In questa fattispecie però, gli attori rimangono gli stessi. Dunque, visto che il diritto indennitario matura nel momento in cui c'è la cessazione del rapporto, ed essendo questa non tanto una cessazione quanto una sostituzione del contratto, solo quando la collaborazione sarà definitivamente archiviata, verosimilmente alla fine di questo secondo mandato, l'agente potrà reclamare le sue indennità, calcolate su tutte le annualità di lavoro. Una clausola che lo specificasse nel contratto, che esplicitasse la continuità del rapporto riservando le indennità per la cessazione del secondo mandato, renderebbe il tutto più trasparente ed equo. Le stesse considerazioni varrebbero anche se i soggetti cambiassero, per esempio se l'azienda cambiasse ragione sociale: l'aspetto importante è l'assenza di punto di rottura tra un mandato e l'altro, con una continuità lavorativa facilmente dimostrabile da ordinativi, fatture, estratti conto provvigionali e così via.
L'ascoltatore, nel racconto di quanto gli accade, lamenta che la mandante abbia deciso di scendere notevolmente con le provvigioni se il fatturato non sarà allineato alla media nazionale. È un comportamento lecito, poiché, in materia agenziale, l'unica cosa proibita è il lavoro gratuito, essendovi piena e assoluta libertà di pattuizione del compenso. “Forse troppa” commenta amaro Lorenzo Bianchi. Non esistendo un minimo retributivo, sembra fuori luogo il concetto di “equo compenso” richiamato in talune attività.
Tuttavia, sempre Bianchi cita la direttiva europea del 1986: in assenza di contratto, l'agente deve essere retribuito in misura conforme a quelli che sono gli usi del territorio in cui opera. Una disposizione che andrebbe applicata in maniera capillare, soprattutto nel mondo dei monomandatari, dove è diffuso il malcostume degli anticipi provvigionali con cui spesso le mandanti ricattano i collaboratori: versano degli anticipi, sempre molto modesti, che poi devono essere scalati dal saldo provvigionale, che diventa, quasi sempre, negativo.
In tal modo, gli agenti non possono nemmeno cessare il rapporto, perché, avendo accumulato debito, rischierebbero di vedersi privati anche dell'indennità di clientela, che verrebbe trattenuta in compensazione. Stabilire, fin da subito, i compensi a cui si ha diritto è l'unico modo, per l'agente, di tutelare la propria posizione, ma questo non impedirà, durante il mandato, all'azienda di variare il contenuto del contratto; sarebbe opportuno un intervento normativo organico, a modificare questo indirizzo.
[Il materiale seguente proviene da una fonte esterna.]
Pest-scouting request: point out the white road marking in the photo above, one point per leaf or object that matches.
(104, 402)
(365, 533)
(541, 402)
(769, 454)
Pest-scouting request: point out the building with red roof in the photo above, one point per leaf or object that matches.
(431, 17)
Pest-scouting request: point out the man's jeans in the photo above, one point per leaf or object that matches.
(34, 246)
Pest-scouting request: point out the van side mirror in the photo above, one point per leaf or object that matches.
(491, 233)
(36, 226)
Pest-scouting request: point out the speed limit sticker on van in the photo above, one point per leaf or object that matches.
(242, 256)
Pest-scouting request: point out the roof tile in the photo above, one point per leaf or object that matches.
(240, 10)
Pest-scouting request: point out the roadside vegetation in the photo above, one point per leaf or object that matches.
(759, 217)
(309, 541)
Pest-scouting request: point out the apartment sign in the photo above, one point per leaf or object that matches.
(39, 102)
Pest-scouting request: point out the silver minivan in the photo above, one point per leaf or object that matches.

Avendo ormai assodato che la posizione dell'azienda, dal punto di vista del contratto di agenzia, è solidamente lecita, Davide sonda il campo penale: il contratto retrodatato è lecito? Il penalista in studio offre la sua lettura: nell'ambito del contratto di agenzia, se le parti, in piene libertà e concordia e senza costrizioni, decidono di apporre una data antecedente, per regolamentare rapporti già intercorsi, non c'è nulla di illecito. Diverso il caso di una scrittura retrodatata che venga utilizzata contro gli interessi di qualcuno. D'altronde, la data certa è difficilmente verificabile nel contratto di agenzia, l'unica soluzione potrebbe stare nell'invio tramite raccomandata aperta, con timbro sul contratto stesso.